Glass Poetry Press

Volume One Issue Two

Andrew Terhune

The Rabbits of Chicago Wait Only for Me

In the earliest part of the morning, when I shut the screen door they must hear me, because they run from under my car to sit along the burdock in the yard, and smile. I call them over and they gather around me. I sit in the driver's seat of the car with the three of them sitting on the dashboard. I tell them the story about the night the coyotes got into the neighbor's rabbit cages. I tell them the field was soaked in blood and how at the age of 12 I was told by my father to go help and that I did — walking through the grass picking up fur, guts, and clumps of dirt matted in blood and dropping them in a plastic trash bag. And how I had to just throw away my shoes, because the stains were too much for me to bear. As I pull in to unlock the gate at the sheet metal shop, I catch just the slightest glimpse of bunny ears peeking out through the overgrown clump of weeds in behind the fence. My friend hops over and asks me about the dent in my bumper. I tell him I still feel bad about it, but that if he must know, it had to do with someone much like himself. I tell him I was driving late at night and that I hit a rabbit.
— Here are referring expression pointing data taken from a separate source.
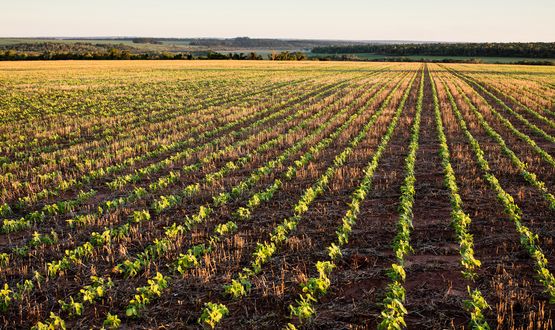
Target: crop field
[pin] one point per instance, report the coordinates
(263, 195)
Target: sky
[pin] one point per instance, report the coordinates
(425, 20)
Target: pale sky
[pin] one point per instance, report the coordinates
(426, 20)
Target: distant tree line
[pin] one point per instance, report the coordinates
(112, 54)
(125, 54)
(524, 49)
(246, 42)
(353, 58)
(146, 41)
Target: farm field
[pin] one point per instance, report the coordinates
(255, 194)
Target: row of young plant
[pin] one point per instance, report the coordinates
(131, 268)
(316, 287)
(131, 111)
(241, 285)
(123, 156)
(522, 93)
(393, 312)
(163, 202)
(93, 134)
(460, 220)
(245, 212)
(148, 135)
(194, 254)
(530, 177)
(64, 207)
(538, 131)
(525, 138)
(528, 239)
(535, 114)
(160, 245)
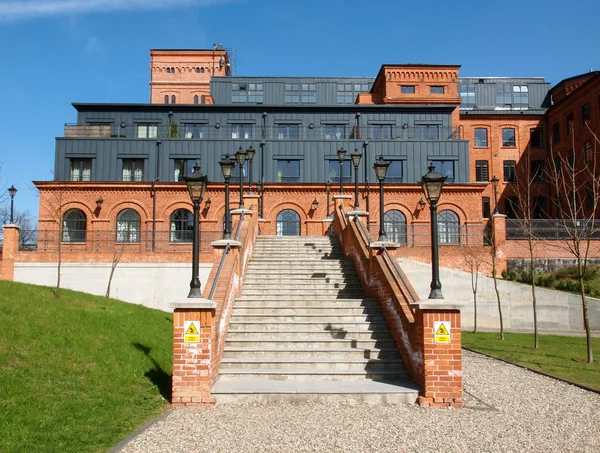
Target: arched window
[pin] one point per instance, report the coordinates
(394, 224)
(128, 226)
(74, 226)
(182, 226)
(288, 223)
(448, 227)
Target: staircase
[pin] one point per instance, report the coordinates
(302, 330)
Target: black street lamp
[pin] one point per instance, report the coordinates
(261, 190)
(227, 166)
(356, 161)
(250, 152)
(432, 184)
(12, 191)
(328, 190)
(380, 166)
(495, 182)
(196, 183)
(341, 155)
(240, 156)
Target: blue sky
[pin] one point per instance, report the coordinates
(54, 52)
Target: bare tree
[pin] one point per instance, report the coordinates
(531, 207)
(577, 185)
(474, 262)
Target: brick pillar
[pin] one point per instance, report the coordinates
(442, 360)
(10, 249)
(193, 325)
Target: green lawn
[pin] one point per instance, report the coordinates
(78, 372)
(564, 357)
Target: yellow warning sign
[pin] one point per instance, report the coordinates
(441, 330)
(191, 332)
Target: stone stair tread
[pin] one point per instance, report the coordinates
(266, 386)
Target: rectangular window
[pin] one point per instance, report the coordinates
(183, 167)
(511, 207)
(481, 137)
(536, 137)
(381, 131)
(334, 170)
(427, 132)
(81, 169)
(288, 131)
(508, 137)
(481, 171)
(510, 171)
(241, 131)
(395, 172)
(512, 96)
(555, 133)
(467, 93)
(334, 131)
(288, 170)
(133, 169)
(300, 93)
(446, 168)
(235, 175)
(485, 207)
(147, 130)
(539, 208)
(585, 112)
(193, 131)
(537, 170)
(588, 153)
(570, 121)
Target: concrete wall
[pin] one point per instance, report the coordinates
(150, 284)
(556, 310)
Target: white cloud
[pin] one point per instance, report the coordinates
(12, 10)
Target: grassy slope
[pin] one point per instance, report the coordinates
(564, 357)
(78, 372)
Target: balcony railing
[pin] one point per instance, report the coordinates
(552, 229)
(219, 131)
(113, 241)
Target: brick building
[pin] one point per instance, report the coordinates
(119, 166)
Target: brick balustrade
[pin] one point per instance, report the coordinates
(434, 364)
(196, 364)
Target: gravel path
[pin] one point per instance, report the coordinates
(508, 409)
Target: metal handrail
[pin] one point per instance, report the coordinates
(224, 256)
(400, 274)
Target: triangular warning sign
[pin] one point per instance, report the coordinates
(442, 330)
(192, 330)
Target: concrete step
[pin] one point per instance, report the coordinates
(308, 343)
(310, 364)
(233, 374)
(246, 302)
(293, 391)
(312, 318)
(311, 353)
(305, 310)
(315, 335)
(318, 326)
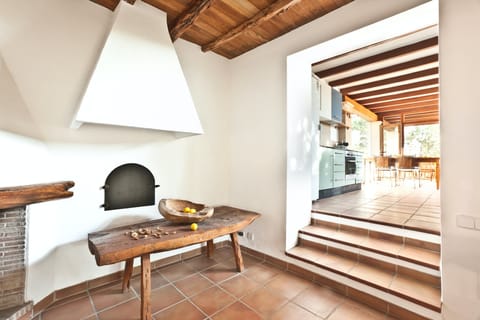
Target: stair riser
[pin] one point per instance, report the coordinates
(393, 265)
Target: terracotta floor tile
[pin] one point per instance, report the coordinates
(352, 310)
(319, 300)
(429, 226)
(261, 273)
(219, 272)
(264, 301)
(126, 311)
(76, 309)
(239, 286)
(382, 245)
(180, 311)
(157, 281)
(212, 300)
(372, 274)
(110, 296)
(416, 289)
(163, 297)
(192, 285)
(389, 219)
(201, 263)
(339, 263)
(176, 271)
(237, 311)
(420, 254)
(292, 311)
(288, 285)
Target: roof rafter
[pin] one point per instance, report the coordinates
(379, 57)
(407, 86)
(262, 16)
(187, 18)
(382, 71)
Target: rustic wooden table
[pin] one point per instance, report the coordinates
(116, 245)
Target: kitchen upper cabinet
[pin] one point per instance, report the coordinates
(326, 168)
(336, 105)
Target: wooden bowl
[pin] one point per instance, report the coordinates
(172, 210)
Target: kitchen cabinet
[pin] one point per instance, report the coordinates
(336, 105)
(338, 168)
(326, 168)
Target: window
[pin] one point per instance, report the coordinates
(422, 141)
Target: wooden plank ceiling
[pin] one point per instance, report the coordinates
(233, 27)
(396, 79)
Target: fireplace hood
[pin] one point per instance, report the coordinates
(138, 81)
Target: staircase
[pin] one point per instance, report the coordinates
(399, 267)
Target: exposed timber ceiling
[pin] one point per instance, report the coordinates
(233, 27)
(396, 79)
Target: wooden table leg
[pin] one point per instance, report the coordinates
(146, 306)
(236, 251)
(127, 274)
(210, 248)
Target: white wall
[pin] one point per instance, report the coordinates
(48, 49)
(459, 114)
(262, 178)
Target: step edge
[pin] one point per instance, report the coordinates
(368, 254)
(336, 214)
(369, 225)
(369, 284)
(378, 251)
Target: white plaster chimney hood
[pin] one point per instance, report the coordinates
(138, 80)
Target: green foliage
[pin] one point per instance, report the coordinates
(422, 140)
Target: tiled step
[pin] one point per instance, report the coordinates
(402, 282)
(407, 249)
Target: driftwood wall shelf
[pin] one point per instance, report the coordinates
(11, 197)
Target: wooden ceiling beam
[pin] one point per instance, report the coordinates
(405, 106)
(188, 18)
(407, 94)
(411, 110)
(387, 81)
(360, 110)
(109, 4)
(402, 101)
(383, 71)
(407, 86)
(262, 16)
(428, 43)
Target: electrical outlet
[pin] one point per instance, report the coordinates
(464, 221)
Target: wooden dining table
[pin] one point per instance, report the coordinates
(117, 244)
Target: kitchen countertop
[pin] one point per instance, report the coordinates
(340, 148)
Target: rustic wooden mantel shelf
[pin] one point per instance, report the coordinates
(11, 197)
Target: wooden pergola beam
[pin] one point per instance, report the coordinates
(188, 18)
(382, 71)
(407, 86)
(262, 16)
(391, 80)
(428, 43)
(407, 94)
(402, 101)
(360, 110)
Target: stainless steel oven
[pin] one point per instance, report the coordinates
(350, 165)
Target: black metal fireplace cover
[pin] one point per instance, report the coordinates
(128, 186)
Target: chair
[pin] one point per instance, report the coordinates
(384, 169)
(427, 170)
(406, 169)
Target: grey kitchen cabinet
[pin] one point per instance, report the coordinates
(326, 168)
(336, 106)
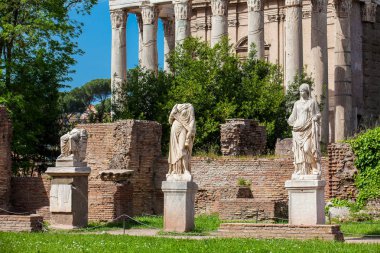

He gasps, but I tell him I did everything I could, and that I couldn't swerve because of the other cars on the road and that the rabbit jumped up into my bumper, when all he had to do was duck and everything would have been okay. My friend reassures me that I did the right thing and that it was probably bunny suicide. I'm third in line at the loading dock. I pull up behind the garbage truck and look down and to the left. I see him sitting there, on his lonely island, the only patch of grass in miles of concrete. He seems content to look and stare at me just the same. When I return home, there they are again and they've got bad news. They tell me they've been crunching the numbers all day and that the bank account balance is still in parentheses and that I should really cut back on eating out and buying CDs for a while. I assure them that everything is fine and that they're just overreacting. I offer them some carrots and milk. They decline and return to their hole.